У меня никогда не было настоящей семьи. Кучка полусумасшедших крофтов не в счет. Мать заботилась обо мне, но на любовь у нее не оставалось сил. Мне двадцать семь лет, но меня никто не любил. Ну так и я никого не любила. Ненависти во мне было хоть отбавляй, но тот заветный шаг к любви так ни разу и не состоялся. Единственного своего друга я погубила.

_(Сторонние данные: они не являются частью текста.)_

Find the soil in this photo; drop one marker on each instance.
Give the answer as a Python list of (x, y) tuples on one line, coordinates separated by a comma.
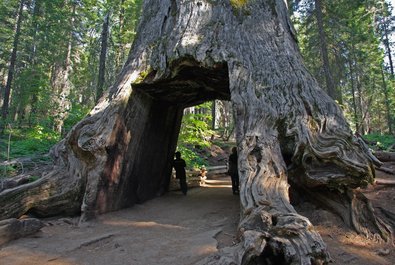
[(178, 229)]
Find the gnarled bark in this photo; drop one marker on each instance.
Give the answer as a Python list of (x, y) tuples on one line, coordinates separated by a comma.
[(288, 130)]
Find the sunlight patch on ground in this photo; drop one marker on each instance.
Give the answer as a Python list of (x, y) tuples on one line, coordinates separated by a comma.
[(20, 256), (147, 224)]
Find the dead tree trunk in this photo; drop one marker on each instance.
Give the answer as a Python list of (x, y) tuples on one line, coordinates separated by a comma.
[(287, 129)]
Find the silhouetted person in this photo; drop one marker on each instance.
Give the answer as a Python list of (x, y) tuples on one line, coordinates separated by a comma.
[(179, 165), (233, 171)]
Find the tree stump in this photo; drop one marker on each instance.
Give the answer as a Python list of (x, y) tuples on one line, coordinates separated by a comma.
[(288, 131)]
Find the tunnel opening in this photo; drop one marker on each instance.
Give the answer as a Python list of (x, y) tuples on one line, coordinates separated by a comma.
[(162, 102)]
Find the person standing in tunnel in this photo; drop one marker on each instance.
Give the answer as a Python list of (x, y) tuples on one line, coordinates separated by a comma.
[(233, 171), (179, 165)]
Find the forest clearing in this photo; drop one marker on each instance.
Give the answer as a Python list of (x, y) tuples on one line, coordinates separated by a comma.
[(102, 100)]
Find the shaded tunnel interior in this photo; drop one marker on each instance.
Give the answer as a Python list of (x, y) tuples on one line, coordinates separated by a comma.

Беззвучно реву в подушку, кусая пальцы и обреченно сражаясь со спазмами, чтобы не разбудить Ксанку. Зачем она появилась? Тоже мне — хренов ангел в кудряшках… Всю жизнь я была одна, и сейчас, когда пришли наконец слезы, даже прореветься всласть не могу.

— Кто тебе сказал?

Отрываю мокрое лицо от подушки. Ксанка не спит, глядя на меня припухшими недовольными глазенками бледно-голубого оттенка.

— Что… кто сказал?

— Ты не одна, — заявляет Ксанка строгим голосом. — Что за вздор? — Она привлекает меня к себе своими сильными и одновременно мягкими лапами, как львица котенка. Теперь я рыдаю ей в плечо. — Завтра придет доктор Андрей Ильич, он будет с тобой. И я буду с тобой. Иногда. Если пожелаешь. У тебя есть личный психолог?

— Да, и он обещал…

— Вот и он будет с тобой, раз обещал. И в вестибюле ночной дежурный, ты его не знаешь, но он тоже будет с тобой. И на улице любой встречный прохожий будет с тобой. Мы все будем с тобой. Не всегда, не каждую минуту, за это поручиться не могу… в конце концов, у нас есть и своя жизнь. Но мы всегда рядом и всегда откликнемся, если позовешь. Это человечество, детка. Ты не знала?

— А как же Джильда?

— А Джильду ты отпустишь.

— Это неправильно…

— Это правильно. Это жизнь. Никаких слез на нее не достанет… Ты уснешь наконец, несчастная маленькая плакса?!